Was sich zunächst wie eine Art Krimi liest, entpuppt sich schnell als viel mehr: als eine fulminant erzählte Geschichte aus der Vergangenheit, deren Konsequenzen bis in die Gegenwart reichen, als Charakterstudie etlicher so oder so beschädigter Menschen, als historischer Exkurs in einen spannenden Teil der dänischen Geschichte. Faszinierend zu lesen ist dieses Werk trotz einiger Längen in jedem Fall.


Stil und Sprache
Erik Valeur konstruiert seine Geschichte aus gefühlt mindestens zwölf Perspektiven und etlichen Zeitebenen. Nicht immer weiß man genau, mit wem man gerade wo und in welchem Jahr ist. Das erfordert volle Aufmerksamkeit und genau deshalb muss man diesem Buch Ruhe und Zeit widmen. Die 800 Seiten sind kein Pappenstiel und verdienen mehr als ein Lesehäppchen zwischendurch. Wenn es einen als Leser aber einmal gepackt hat, dann ist man sowieso kaum in der Lage, das Buch zwischendurch wegzulegen.

Bis es so weit ist, dauert es allerdings seine Zeit, denn auch der Text selbst macht es seinen Lesern nicht leicht. Zunächst sind da unheimlich viele Namen, Spitznamen, Namensänderungen und Rufnamen, die Verwirrung stiften. Bis man halbwegs sortiert hat, wer wer ist, sind die ersten 200 Seiten schon fast vorbei. Dann kommt noch hinzu, dass eben diese unzähligen Personen immer wieder in Erinnerungen abgleiten oder Episoden aus der Vergangenheit Einzelner erzählt werden. Das passiert teilweise ansatzlos und man muss gehörig aufpassen, um alles mitzubekommen.

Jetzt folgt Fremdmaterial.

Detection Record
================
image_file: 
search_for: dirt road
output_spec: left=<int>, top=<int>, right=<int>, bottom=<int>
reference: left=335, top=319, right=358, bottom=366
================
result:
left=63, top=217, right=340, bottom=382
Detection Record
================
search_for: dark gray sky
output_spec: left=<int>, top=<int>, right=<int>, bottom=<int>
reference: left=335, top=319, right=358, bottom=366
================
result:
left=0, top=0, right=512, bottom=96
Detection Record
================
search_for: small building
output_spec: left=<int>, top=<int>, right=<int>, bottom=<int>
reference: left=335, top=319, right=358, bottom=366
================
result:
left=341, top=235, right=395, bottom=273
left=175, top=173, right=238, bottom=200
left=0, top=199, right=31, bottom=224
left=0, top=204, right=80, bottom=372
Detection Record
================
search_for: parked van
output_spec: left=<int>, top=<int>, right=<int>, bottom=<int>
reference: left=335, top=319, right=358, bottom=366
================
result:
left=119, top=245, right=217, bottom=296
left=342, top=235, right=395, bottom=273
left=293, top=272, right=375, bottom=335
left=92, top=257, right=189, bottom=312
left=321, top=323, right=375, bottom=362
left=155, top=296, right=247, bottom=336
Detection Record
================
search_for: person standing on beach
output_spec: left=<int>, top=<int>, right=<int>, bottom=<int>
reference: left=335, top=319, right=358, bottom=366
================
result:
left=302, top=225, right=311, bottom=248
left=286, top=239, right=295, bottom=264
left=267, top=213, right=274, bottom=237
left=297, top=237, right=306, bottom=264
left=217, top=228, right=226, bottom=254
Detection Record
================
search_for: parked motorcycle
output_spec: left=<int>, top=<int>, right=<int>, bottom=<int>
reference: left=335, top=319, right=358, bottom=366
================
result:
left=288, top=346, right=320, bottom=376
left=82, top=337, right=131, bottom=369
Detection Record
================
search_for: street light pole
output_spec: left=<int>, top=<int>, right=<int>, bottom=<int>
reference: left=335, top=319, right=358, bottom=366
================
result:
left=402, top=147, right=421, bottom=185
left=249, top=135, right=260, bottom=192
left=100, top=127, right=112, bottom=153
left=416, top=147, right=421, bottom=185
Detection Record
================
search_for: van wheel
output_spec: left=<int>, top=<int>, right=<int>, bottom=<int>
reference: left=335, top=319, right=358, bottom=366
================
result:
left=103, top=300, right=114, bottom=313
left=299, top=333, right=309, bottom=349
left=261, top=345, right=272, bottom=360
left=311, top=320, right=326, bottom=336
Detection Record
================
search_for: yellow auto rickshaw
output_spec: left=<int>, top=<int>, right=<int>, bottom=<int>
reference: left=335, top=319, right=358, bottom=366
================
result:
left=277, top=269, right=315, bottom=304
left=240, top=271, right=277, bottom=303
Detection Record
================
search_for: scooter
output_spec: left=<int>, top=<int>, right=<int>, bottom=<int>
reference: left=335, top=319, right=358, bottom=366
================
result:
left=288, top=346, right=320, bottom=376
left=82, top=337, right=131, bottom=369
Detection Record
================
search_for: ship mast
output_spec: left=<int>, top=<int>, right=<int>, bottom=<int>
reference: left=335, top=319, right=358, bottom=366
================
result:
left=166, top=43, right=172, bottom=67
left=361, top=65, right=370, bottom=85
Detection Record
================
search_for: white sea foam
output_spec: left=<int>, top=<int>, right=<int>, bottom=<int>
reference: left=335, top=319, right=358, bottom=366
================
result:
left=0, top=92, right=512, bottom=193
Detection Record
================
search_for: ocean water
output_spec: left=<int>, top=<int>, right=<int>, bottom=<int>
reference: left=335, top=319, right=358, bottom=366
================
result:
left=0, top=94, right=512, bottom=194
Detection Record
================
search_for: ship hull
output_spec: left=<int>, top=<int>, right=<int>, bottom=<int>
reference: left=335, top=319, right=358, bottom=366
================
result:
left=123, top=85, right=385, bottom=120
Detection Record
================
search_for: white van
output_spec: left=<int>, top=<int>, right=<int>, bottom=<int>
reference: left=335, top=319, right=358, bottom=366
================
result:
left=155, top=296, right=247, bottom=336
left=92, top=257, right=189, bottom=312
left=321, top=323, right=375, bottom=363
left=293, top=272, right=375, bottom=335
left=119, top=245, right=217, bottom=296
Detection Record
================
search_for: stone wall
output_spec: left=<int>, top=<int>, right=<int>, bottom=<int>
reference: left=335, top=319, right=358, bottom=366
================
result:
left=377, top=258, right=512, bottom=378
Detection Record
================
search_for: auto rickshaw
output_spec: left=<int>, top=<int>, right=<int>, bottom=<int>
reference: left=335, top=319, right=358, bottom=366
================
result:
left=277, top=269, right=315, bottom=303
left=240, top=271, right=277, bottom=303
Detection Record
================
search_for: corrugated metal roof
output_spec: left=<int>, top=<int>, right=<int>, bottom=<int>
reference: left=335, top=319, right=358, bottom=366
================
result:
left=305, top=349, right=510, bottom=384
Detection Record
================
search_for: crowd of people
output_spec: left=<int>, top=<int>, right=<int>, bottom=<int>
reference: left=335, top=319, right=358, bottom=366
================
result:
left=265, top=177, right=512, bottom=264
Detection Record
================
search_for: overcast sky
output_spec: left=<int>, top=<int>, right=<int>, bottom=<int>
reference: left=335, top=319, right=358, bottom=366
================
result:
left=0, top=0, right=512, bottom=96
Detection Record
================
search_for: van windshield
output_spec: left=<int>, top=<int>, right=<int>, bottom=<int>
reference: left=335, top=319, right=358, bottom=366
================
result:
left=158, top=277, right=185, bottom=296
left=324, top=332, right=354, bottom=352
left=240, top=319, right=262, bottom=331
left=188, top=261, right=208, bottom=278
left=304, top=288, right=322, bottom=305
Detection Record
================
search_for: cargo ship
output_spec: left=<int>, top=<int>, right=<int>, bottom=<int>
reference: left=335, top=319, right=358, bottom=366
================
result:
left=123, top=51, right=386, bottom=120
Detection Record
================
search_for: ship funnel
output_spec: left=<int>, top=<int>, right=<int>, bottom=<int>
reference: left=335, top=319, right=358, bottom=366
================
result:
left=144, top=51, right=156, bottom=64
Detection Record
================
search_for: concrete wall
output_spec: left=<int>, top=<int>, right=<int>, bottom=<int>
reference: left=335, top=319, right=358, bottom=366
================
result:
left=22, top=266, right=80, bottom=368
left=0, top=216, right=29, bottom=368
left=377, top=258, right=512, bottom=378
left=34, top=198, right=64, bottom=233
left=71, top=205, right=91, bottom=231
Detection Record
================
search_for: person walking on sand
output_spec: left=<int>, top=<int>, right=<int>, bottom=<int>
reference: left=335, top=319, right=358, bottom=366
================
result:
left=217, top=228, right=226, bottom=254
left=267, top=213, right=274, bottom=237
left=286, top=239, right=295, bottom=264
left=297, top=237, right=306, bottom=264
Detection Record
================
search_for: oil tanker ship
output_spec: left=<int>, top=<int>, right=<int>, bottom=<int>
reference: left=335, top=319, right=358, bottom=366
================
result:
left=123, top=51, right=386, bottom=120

Hat man aber das erst einmal hinter sich gebracht, fällt es leicht, sich in der Geschichte zu verlieren, die mit unzähligen Details zu wirklich allen Beteiligten daherkommt, die in Erinnerungen schwelgt und so eine ganz besondere Atmosphäre heraufbeschwört. Dazu trägt Erik Valeurs vielfältige, variantenreiche und von bildhaften Beschreibungen durchsetzte Sprache ebenso bei wie die Fülle der dargestellten Personen. Nur ganz gelegentlich hat man das Gefühl, die eine oder andere Passage weniger hätte es auch getan, um sich nach Überfliegen derselben dann wieder dem nächsten spannenden Abschnitt zu widmen.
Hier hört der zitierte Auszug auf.